Synapse — My Local-First Personal AI
Synapse is a personal AI assistant I run on my home PC. It’s been quietly compounding for a while now, and it deserves its own post because it’s grown into something I rely on every day.
The pitch is straightforward: I wanted an AI that doesn’t depend on a cloud subscription, doesn’t send my data to anyone, owns its own memory, and learns about me over time. Local-first, second-brain shaped. Not a chatbot — a memory service that I can talk to, that remembers things across conversations, and that ties into the rest of my digital life.

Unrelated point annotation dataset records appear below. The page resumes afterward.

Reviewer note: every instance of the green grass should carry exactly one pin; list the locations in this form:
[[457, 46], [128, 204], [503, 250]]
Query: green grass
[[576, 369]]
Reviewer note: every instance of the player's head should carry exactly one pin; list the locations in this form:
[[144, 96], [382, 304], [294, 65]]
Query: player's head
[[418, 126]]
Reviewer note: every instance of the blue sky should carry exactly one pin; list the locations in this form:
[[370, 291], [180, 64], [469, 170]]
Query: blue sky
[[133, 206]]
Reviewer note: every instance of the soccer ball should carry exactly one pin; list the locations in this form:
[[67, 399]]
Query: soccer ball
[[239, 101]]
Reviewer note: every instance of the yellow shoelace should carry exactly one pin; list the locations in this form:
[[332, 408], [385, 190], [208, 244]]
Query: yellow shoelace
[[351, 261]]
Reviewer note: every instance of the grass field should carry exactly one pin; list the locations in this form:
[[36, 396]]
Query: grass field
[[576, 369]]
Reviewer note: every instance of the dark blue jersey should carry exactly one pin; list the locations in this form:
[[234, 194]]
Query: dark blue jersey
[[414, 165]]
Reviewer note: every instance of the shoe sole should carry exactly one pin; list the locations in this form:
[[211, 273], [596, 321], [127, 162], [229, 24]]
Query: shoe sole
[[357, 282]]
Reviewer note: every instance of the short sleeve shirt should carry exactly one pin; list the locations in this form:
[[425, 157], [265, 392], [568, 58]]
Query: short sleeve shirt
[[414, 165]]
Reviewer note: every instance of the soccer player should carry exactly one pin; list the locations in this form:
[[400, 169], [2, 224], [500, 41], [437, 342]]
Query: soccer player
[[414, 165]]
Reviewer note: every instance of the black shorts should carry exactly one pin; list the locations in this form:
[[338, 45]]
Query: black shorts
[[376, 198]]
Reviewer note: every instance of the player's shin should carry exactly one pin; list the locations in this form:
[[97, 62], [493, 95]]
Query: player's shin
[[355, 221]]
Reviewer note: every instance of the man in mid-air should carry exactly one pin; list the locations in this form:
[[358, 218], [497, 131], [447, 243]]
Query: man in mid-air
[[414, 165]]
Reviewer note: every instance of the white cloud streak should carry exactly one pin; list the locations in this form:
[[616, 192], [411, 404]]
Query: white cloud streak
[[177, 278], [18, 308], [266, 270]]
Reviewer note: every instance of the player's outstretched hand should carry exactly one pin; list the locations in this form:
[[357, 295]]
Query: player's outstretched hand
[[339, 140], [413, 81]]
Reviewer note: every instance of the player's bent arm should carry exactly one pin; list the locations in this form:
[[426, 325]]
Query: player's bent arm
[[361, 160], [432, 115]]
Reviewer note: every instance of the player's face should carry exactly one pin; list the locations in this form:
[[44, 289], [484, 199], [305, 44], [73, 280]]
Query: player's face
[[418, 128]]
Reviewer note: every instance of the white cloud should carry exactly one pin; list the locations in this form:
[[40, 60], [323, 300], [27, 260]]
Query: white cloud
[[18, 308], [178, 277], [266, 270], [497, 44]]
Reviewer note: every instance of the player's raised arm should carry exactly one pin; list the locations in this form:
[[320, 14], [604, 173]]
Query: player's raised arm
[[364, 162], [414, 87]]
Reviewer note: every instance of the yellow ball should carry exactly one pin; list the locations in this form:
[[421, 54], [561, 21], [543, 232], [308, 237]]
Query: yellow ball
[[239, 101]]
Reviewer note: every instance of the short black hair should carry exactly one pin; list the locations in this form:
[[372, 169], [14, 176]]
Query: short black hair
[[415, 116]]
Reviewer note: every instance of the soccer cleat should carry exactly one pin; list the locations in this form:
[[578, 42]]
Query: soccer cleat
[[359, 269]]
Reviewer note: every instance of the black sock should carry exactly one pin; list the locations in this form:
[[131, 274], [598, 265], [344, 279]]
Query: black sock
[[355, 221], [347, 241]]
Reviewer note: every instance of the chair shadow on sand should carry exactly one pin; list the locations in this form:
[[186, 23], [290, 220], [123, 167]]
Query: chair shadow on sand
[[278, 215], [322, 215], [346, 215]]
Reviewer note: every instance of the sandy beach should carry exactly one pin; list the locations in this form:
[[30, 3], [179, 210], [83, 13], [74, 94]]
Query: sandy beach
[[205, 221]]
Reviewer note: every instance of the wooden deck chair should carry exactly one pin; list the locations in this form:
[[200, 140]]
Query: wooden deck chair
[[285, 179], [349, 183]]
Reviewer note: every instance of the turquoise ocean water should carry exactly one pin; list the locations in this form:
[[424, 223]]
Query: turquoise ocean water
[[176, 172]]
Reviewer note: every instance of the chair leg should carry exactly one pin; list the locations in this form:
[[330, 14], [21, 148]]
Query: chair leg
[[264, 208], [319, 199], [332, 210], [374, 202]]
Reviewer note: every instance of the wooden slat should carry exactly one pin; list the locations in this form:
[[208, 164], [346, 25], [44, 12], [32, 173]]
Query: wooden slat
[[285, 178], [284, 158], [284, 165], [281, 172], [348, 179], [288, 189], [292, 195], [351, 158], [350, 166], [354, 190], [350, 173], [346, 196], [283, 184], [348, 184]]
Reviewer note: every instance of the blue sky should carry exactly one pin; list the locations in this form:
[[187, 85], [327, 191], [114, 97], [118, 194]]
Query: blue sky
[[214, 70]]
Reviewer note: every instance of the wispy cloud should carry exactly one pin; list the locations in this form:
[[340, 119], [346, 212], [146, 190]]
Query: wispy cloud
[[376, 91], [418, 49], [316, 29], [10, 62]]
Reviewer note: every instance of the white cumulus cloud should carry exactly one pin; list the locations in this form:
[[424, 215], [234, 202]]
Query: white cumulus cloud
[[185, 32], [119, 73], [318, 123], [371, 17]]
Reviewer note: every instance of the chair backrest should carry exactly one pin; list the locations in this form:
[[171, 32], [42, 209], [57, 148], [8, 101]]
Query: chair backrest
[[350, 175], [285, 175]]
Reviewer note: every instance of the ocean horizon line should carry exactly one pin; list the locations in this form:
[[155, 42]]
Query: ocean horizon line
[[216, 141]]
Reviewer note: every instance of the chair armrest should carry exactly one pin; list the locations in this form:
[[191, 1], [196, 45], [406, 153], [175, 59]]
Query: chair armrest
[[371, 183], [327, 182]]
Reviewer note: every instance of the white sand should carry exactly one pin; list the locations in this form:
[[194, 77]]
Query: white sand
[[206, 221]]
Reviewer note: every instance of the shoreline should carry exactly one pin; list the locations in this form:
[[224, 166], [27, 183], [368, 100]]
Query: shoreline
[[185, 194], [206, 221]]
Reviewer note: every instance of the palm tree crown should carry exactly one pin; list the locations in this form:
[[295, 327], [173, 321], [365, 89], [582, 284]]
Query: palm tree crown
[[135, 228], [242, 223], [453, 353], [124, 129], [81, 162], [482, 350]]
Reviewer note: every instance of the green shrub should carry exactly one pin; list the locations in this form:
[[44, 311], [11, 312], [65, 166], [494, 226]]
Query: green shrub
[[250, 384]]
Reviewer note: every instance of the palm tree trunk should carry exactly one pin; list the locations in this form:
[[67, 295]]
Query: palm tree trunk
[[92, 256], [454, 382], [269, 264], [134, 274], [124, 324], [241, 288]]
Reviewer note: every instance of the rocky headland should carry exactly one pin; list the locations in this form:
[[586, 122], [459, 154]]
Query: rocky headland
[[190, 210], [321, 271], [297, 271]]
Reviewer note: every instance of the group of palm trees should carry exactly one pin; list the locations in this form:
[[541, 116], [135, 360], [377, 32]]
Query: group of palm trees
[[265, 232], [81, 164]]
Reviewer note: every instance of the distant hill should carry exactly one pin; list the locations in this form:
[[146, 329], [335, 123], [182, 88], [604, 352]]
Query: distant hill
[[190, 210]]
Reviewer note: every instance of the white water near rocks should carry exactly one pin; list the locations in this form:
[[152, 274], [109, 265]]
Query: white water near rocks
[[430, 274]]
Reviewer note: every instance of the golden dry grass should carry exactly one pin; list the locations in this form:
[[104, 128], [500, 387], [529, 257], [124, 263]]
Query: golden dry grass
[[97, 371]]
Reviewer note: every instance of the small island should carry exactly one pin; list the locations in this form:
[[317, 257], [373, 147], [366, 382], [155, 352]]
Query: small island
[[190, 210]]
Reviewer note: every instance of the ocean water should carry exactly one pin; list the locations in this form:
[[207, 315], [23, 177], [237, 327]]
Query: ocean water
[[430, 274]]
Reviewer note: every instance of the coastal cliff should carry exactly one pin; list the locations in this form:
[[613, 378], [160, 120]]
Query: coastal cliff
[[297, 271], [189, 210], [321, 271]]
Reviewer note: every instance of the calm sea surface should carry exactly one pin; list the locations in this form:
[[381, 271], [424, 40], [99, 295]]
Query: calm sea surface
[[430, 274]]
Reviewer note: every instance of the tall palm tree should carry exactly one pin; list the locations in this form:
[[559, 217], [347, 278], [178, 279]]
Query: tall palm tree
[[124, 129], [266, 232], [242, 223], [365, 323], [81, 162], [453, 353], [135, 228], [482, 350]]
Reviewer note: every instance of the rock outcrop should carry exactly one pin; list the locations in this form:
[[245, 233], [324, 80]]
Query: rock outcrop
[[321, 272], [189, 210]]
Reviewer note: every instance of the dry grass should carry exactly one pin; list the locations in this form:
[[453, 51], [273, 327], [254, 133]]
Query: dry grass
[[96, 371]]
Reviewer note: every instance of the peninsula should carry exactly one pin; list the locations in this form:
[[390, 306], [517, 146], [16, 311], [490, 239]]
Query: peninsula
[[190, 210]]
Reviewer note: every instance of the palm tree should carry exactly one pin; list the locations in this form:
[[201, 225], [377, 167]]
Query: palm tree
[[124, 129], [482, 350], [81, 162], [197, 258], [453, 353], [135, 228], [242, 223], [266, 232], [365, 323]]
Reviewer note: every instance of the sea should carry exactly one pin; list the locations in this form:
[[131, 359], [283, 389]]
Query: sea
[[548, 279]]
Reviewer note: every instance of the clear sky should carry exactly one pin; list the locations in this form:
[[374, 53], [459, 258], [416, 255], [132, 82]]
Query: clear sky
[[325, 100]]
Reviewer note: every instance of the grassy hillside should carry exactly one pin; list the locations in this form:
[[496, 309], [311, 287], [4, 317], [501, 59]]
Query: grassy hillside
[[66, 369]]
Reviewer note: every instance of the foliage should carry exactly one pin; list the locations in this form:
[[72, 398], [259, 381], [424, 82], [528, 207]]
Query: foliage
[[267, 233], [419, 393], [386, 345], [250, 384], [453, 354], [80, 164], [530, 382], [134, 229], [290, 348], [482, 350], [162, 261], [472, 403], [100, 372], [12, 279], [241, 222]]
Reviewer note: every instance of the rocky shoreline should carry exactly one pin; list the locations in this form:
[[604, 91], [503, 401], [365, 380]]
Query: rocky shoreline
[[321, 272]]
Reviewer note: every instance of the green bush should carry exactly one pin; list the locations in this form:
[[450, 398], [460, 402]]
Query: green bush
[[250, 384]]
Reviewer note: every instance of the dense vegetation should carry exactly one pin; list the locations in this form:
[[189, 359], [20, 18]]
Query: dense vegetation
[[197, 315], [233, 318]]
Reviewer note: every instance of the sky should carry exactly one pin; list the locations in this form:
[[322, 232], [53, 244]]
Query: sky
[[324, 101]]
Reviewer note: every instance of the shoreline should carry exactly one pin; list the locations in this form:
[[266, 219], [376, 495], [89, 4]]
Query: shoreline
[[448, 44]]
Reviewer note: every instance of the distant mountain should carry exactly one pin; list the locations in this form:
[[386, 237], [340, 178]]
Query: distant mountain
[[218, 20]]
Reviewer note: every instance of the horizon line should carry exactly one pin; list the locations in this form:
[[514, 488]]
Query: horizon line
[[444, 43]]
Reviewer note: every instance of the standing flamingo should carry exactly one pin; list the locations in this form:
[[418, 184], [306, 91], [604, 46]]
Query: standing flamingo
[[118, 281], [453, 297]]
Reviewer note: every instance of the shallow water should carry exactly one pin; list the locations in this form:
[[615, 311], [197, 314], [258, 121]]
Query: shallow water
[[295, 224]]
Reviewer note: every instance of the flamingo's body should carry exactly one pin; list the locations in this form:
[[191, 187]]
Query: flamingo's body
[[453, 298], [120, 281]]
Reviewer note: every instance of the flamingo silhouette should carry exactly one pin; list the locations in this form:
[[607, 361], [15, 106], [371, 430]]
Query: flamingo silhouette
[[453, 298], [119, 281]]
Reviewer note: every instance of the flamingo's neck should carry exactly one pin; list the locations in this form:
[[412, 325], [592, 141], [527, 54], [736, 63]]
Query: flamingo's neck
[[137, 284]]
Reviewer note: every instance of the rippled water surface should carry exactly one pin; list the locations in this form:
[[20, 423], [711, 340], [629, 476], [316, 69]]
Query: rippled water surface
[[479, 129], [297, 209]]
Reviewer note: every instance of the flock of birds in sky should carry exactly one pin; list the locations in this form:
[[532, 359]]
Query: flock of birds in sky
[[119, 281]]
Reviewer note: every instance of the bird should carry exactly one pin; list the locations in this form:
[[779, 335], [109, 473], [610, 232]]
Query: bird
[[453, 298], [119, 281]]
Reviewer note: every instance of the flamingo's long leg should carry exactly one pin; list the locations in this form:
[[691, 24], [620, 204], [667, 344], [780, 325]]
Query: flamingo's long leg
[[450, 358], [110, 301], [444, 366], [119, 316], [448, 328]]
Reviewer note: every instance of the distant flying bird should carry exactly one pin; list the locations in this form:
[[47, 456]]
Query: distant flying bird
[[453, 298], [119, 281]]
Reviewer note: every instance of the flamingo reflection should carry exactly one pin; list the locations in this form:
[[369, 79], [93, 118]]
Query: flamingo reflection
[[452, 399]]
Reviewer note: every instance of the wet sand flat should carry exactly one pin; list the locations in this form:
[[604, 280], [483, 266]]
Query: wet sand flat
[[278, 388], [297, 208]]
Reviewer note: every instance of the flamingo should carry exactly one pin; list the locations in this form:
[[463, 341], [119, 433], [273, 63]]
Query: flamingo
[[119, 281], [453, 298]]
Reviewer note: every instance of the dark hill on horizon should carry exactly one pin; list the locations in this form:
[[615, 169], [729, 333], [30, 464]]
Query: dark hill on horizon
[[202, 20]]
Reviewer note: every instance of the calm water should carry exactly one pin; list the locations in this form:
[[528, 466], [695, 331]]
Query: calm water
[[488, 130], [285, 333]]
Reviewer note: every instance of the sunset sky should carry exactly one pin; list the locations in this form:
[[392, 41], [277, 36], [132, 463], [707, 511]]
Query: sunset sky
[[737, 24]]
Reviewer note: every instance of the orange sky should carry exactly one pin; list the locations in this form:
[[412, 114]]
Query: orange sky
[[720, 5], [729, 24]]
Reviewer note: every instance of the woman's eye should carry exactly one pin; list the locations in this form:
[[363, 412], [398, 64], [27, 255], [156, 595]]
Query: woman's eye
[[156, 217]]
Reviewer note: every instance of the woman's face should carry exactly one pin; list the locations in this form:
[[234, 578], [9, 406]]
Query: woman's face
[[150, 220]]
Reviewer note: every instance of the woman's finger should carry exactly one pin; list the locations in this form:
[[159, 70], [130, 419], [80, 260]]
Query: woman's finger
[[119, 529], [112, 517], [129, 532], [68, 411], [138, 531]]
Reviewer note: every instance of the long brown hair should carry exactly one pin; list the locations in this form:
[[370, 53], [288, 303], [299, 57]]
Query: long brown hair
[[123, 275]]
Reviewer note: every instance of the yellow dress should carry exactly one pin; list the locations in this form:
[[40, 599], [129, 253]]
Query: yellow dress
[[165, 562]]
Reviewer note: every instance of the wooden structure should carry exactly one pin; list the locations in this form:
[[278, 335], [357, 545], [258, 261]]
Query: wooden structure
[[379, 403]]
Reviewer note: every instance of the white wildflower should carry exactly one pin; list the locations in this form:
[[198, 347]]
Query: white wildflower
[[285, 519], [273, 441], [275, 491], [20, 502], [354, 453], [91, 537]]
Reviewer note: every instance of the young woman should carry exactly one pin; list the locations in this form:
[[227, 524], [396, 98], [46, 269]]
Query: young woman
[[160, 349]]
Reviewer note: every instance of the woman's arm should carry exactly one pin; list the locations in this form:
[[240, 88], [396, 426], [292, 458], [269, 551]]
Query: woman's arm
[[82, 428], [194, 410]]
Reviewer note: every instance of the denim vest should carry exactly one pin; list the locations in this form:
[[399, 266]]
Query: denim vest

It runs on Ollama for the language model layer (currently Gemma 4 for chat and Gemma 2 2B for background fact extraction, more on that in a second), ChromaDB for vector search, SQLite for structured facts and conversation logs, and a FastAPI backend serving everything on port 8321. There’s a Tauri desktop app for chat on my computer, a React Native mobile app for chat on my phone, and an MCP server that exposes everything to Claude Code so I can ask Claude to consult my Synapse memory in the middle of a development session. Google Drive, Gmail, and Calendar all flow into the memory store automatically. Location data from my phone gets geofenced and turns into context.
The whole thing is designed around one core idea: the LLM is a router and a formatter, not a generator. Synapse uses it to figure out what you mean, decide which tool to call (memory search, Gmail lookup, calendar query, file read), and pretty up the result. Heavy lifting like generation gets exported as a markdown brief that I take to Claude or another bigger model. This split keeps Synapse fast on modest hardware and lets each tool do what it’s best at.
The most recent change is something I’m pretty proud of. Until last night Synapse used a single LLM model for everything. Chat queries and background memory extraction ran on the same model, which meant the heavy chat model was being used for the trivial “parse this conversation into facts” job, AND the extraction was happening synchronously, blocking the chat response by a few seconds every time. Both of those were dumb in retrospect.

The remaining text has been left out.